L’histoire de Sodome racontée dans la Genèse commence par une phrase de Dieu parlant d’Abraham : « J’ai voulu le connaitre afin qu’il prescrive à ses fils et à sa maison d’observer la loi… » (Ge 18,19). Malgré cette phrase explicative du verbe connaitre dans ce récit, nous avons préféré l’interpréter comme dans « L’homme connut Eve. Elle devint enceinte » (Ge 4,1) et nous avons inventé l’expression « connaître au sens biblique » qui est impertinente vis-à-vis de Dieu. Chouraqui dans sa traduction de la Bible utilise le verbe pénétrer qui permet habilement les deux interprétations sans enfermer Sodome dans la sodomie qui empêche de voir le sens profond et terriblement actuel de ce texte. Ce sont « Les gens de Sodome, du plus jeune au plus vieux, le peuple entier sans exception » (Ge 19,4) qui viennent dire à Loth « Fais les sortir pour que nous les connaissions » (Ge 19,5). Sans s’attarder sur la bêtise de Loth déjà remarquée par son oncle Abraham et qui propose ses filles avec sa finesse habituelle, il faut remarquer la vraie sanction du bourrage de crâne exigé par la populace. « Ils frappèrent de cécité les gens depuis le plus petit jusqu’au plus grand » (Ge 19,11). Nous connaissons tous la destruction de Sodome mais n’avons-nous pas oublié que, lorsque tout marche sur la tête, l’aveuglement général précède l’effondrement ?

C’est aujourd’hui l’unanimité de nos aveuglements qui doit nous faire réagir tellement nous savons au fond de nous-mêmes que ce sont des aveuglements tout en n’ayant aucune envie de trop en prendre conscience.

– Aveuglement économique en fondant tout sur la manne divine que l’on appelle PIB. Nos élites ne disent même plus le PIB annuel mais la création annuelle de richesses. 99,99% de la population a été formatée pour croire à cette création de richesses et à confondre la production et l’agitation. Heureusement ce qu’on appelle la crise empêche la léthargie.

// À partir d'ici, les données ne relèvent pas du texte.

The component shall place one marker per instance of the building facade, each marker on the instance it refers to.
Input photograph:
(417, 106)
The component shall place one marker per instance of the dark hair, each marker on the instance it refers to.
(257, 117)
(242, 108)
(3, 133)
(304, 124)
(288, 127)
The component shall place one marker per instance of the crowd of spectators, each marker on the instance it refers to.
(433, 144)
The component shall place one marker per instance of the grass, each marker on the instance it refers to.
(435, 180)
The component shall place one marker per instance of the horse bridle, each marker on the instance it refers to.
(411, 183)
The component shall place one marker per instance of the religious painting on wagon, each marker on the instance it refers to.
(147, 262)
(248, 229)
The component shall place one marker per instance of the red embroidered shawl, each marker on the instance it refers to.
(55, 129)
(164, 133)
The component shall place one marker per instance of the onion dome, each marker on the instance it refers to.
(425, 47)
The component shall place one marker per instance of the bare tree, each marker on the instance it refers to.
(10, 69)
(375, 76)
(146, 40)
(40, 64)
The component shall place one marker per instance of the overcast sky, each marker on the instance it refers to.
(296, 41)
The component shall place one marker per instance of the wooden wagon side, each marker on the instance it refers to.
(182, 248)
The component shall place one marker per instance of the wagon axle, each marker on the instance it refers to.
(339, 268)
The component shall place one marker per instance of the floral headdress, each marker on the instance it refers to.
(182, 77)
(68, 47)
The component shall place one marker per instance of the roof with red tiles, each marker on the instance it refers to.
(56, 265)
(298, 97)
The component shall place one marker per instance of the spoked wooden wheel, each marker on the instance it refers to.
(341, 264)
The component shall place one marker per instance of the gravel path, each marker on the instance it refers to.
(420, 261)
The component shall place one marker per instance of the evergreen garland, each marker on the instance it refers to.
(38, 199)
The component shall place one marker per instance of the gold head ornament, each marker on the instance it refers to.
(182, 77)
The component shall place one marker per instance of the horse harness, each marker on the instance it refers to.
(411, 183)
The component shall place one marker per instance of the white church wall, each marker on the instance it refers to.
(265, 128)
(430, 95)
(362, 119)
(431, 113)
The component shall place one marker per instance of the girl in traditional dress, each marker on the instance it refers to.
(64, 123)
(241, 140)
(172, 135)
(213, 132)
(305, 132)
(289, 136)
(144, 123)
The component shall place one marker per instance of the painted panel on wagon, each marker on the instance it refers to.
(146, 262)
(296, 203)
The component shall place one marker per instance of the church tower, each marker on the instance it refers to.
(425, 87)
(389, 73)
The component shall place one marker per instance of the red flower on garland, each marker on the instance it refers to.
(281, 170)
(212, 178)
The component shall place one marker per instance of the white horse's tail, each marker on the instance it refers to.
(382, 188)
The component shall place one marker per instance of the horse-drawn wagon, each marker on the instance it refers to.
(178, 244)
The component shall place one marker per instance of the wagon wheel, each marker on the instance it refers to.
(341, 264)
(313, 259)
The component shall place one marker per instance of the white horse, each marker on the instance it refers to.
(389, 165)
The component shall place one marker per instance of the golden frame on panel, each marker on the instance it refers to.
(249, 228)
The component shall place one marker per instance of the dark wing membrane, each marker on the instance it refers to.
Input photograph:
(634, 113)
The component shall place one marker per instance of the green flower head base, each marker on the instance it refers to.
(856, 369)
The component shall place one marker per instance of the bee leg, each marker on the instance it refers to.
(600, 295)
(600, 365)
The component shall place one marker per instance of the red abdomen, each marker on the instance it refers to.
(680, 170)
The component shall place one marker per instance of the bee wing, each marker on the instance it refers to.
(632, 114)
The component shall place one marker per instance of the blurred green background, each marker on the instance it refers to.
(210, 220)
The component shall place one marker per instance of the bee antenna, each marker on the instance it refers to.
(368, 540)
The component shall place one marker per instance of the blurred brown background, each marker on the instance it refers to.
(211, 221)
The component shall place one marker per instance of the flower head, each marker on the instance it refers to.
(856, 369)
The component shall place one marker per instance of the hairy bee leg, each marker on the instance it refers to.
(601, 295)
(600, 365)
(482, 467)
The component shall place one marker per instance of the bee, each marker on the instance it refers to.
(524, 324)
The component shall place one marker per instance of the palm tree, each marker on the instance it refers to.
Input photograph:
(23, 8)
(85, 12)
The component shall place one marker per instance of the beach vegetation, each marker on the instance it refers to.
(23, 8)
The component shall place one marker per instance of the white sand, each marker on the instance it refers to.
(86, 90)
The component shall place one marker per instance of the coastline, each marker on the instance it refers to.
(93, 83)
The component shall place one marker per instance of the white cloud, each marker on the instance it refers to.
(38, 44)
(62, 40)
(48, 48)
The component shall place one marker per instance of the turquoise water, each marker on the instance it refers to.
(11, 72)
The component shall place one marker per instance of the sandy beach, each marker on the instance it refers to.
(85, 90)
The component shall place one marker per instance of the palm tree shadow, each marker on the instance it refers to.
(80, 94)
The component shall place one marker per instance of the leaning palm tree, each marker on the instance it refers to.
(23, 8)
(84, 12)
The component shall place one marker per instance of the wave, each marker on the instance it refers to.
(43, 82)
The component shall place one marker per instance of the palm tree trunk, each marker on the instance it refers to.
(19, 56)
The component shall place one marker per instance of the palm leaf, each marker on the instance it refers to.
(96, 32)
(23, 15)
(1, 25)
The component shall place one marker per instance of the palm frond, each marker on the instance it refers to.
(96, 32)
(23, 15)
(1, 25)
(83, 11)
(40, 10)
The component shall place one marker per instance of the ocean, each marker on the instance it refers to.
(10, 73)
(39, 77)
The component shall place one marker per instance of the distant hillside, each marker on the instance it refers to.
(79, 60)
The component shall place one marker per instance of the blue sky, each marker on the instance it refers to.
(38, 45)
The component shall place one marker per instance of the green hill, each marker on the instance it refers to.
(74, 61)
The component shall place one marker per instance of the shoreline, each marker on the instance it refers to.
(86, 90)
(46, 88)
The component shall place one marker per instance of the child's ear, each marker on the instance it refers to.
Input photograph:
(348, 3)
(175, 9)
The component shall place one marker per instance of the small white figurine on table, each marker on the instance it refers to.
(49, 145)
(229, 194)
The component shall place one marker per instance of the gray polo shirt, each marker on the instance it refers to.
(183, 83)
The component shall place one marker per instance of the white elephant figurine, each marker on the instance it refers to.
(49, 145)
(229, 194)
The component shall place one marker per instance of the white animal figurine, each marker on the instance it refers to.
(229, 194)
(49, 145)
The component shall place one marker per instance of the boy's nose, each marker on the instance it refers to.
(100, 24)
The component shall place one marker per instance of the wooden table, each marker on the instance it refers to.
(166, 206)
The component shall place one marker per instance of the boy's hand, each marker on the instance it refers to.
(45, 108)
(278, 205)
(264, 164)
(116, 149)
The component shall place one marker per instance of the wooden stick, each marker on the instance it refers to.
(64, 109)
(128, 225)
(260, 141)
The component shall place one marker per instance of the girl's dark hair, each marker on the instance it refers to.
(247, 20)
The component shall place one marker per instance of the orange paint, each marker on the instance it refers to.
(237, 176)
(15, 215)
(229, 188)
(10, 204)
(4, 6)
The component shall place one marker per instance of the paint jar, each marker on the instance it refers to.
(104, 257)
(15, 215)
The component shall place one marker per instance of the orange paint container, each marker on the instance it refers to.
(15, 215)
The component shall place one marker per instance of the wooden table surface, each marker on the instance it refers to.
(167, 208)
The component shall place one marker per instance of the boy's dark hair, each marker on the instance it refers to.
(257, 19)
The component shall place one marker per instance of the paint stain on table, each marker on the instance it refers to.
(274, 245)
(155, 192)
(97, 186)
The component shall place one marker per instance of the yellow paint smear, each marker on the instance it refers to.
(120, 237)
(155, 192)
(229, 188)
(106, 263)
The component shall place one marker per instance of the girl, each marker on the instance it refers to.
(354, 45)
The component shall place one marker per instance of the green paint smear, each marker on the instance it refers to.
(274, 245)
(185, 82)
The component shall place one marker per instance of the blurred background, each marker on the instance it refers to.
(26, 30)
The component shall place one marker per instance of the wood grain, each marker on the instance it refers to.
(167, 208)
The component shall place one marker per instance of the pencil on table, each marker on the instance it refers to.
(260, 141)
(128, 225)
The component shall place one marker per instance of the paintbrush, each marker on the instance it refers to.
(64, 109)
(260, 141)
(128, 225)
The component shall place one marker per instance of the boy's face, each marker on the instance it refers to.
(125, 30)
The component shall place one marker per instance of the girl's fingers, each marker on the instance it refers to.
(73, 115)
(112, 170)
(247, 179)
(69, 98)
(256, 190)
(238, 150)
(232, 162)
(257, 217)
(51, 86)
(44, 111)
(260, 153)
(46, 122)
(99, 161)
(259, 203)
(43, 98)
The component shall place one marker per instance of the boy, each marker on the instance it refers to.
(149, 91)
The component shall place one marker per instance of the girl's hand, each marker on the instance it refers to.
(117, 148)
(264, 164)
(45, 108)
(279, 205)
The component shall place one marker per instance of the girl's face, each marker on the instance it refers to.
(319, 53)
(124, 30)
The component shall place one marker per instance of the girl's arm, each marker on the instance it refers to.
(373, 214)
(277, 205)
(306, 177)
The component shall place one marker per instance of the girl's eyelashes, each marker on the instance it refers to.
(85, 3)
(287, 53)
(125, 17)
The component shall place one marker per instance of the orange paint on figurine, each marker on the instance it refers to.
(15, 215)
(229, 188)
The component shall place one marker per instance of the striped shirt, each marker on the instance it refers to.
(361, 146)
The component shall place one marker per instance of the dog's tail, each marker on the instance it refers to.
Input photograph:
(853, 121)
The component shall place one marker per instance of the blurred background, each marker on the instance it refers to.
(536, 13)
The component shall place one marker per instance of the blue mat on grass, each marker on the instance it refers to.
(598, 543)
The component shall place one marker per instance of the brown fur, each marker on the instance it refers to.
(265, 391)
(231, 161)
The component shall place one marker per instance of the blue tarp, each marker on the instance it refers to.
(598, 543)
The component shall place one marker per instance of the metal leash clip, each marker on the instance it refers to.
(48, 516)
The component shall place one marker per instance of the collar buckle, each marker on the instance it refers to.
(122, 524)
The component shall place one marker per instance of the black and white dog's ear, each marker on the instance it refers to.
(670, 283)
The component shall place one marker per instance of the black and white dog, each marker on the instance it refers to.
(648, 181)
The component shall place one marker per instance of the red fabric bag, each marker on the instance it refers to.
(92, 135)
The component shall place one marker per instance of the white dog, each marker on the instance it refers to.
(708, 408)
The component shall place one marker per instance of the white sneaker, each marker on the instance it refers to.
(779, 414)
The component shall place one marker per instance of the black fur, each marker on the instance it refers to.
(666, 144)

– Aveuglement éducatif en fondant tout sur la connaissance et en négligeant l’expérience. Nos élites quand elles veulent investir en éducation ne pensent qu’école ou université. La confrontation au réel n’a quasiment plus d’adeptes alors qu’elle nous manque tellement. 99,99% de la population a été formatée pour croire qu’aider l’humanité, c’est implanter partout des écoles au lieu de s’enrichir avec humilité de l’expérience fabuleuse des peuples sans bancs de classe. Heureusement l’incapacité de plus en plus évidente qu’a l’école à intégrer ses fournées annuelles d’éduqués empêche la léthargie.

– Aveuglement politique en fondant tout sur l’intelligence collective de la foule appelée mensongèrement démocratie alors que la démocratie est, sur un sujet donné, l’avis majoritaire des gens responsables c’est-à-dire libres, compétents et engagés. C’est dire si nous sommes encore loin de cette merveilleuse utopie. Pourtant 99,99% de la population a été formatée pour croire que « Un homme, une voix » est la formule sacrée qui permet de distinguer l’aristocratie naturelle que cherchaient, tant les révolutionnaires français que les premiers présidents américains. Heureusement la médiocrité du résultat et l’augmentation massive des non-inscrits, des abstentionnistes et des bulletins blancs et nuls, empêchent la léthargie.

A Sodome il n’y avait pas d’exception nous dit la Bible. A nous de déceler, de réunir, d’agglomérer, d’enrichir et probablement d’activer ce qui nous reste d’exceptions pour sauver notre civilisation gréco-latine ou plus exactement les valeurs de cette civilisation qui sont autrement plus riches que les sacro-saintes quoiqu’absconses « valeurs de la république » !

« La vertu du regard éloigné » (Lévy-Strauss)

Il faut sans doute, une bonne fois pour toutes, comprendre la complicité objective qui lie les peuples et leurs dirigeants dans la fuite en avant drapée dans le mot démocratie qui n’est qu’un achat fort coûteux par les puissants de l’affect des peuples. Les peuples ne comprennent évidemment rien à la comédie générale qui leur est proposée, ils en pressentent la duperie mais jouissent pour la plupart en occident d’une vie facile à laquelle ils n’ont guère envie de renoncer.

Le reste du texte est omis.